Kristin Shorb has built up an impressive academic resume at Allen Community College, maintaining a 3.75 grade-point average, working part time for her father and balancing her never-ending duties of motherhood — all from 100 miles away.
Shorb, a 30-year-old mother of two living in Topeka, is among Allen’s fastest-growing student segment: its online population.
While enrollment at ACC’s Iola campus and its outreach center in Burlingame has grown modestly over the past few years, the college’s online population has continued to explode.
The online growth has been so steady — between 12 and 20 percent annually — that college administrators have taken the next step, completed earlier this spring when the Higher Learning Commission approved ACC to offer all of its degree programs online.
No longer are students bound by geography or other constraints.
Some, such as Shorb, will earn their degrees without setting foot on campus or talking in person to an instructor or classmate.
For Shorb, the online courses have given her a head start on her plan to resume college. She’d taken a few semester of college about 10 years ago, but gave up college in order to start a family.
“I just figured I’d go back when my children were old enough to go to school,” she said.

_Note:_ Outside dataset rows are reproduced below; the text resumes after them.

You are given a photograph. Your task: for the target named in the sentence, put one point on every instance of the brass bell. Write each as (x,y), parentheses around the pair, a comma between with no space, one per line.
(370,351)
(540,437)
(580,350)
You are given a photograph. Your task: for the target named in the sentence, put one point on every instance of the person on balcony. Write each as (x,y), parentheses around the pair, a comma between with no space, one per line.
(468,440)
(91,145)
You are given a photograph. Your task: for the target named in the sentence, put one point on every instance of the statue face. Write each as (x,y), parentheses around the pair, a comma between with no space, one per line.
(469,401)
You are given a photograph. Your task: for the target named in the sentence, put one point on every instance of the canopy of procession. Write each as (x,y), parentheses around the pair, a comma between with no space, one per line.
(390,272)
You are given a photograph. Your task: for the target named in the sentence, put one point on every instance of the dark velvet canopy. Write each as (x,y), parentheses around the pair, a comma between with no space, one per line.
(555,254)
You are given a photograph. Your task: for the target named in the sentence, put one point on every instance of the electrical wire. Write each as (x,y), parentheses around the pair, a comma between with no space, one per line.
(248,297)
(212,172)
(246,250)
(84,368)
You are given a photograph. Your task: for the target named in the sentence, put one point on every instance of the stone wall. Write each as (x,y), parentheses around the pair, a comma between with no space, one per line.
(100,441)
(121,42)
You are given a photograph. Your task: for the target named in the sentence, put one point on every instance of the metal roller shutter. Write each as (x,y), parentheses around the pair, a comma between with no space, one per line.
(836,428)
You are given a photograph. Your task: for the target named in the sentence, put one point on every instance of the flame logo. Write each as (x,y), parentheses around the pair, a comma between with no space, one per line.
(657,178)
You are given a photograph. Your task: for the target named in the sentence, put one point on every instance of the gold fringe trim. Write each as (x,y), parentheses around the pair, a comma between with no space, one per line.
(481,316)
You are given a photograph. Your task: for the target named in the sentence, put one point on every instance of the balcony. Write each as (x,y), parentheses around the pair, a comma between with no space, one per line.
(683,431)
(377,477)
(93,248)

And with her younger child only a year old at the time, Shorb had given little thought about taking college classes so soon until seeing a billboard in Topeka touting ACCC’s online program.
“I figure that billboard gave me a two-year head start,” said Shorb, who will earn a general studies degree in May before transferring to Washburn University in the fall in search of a degree in elementary education. “The online courses are perfect for me.”
Shorb’s class load is significantly smaller this semester — she needs only a single class in order to earn her ACC degree, a significant difference from semesters past, when she carried a full-time schedule of classes: at least 12 hours a week.
Such a routine required Shorb to employ time management and self-motivation.
She typically focused on classwork twice a day: in the afternoons when her children napped, and then in the evenings when they were in bed for the night.
“I’ve always been a good self-motivator, so it wasn’t much of a problem,” she said.
The Allen instructors helped her take it from there.
The classes are designed so students can work at their own schedule, as long as assignment deadlines were met, Shorb noted.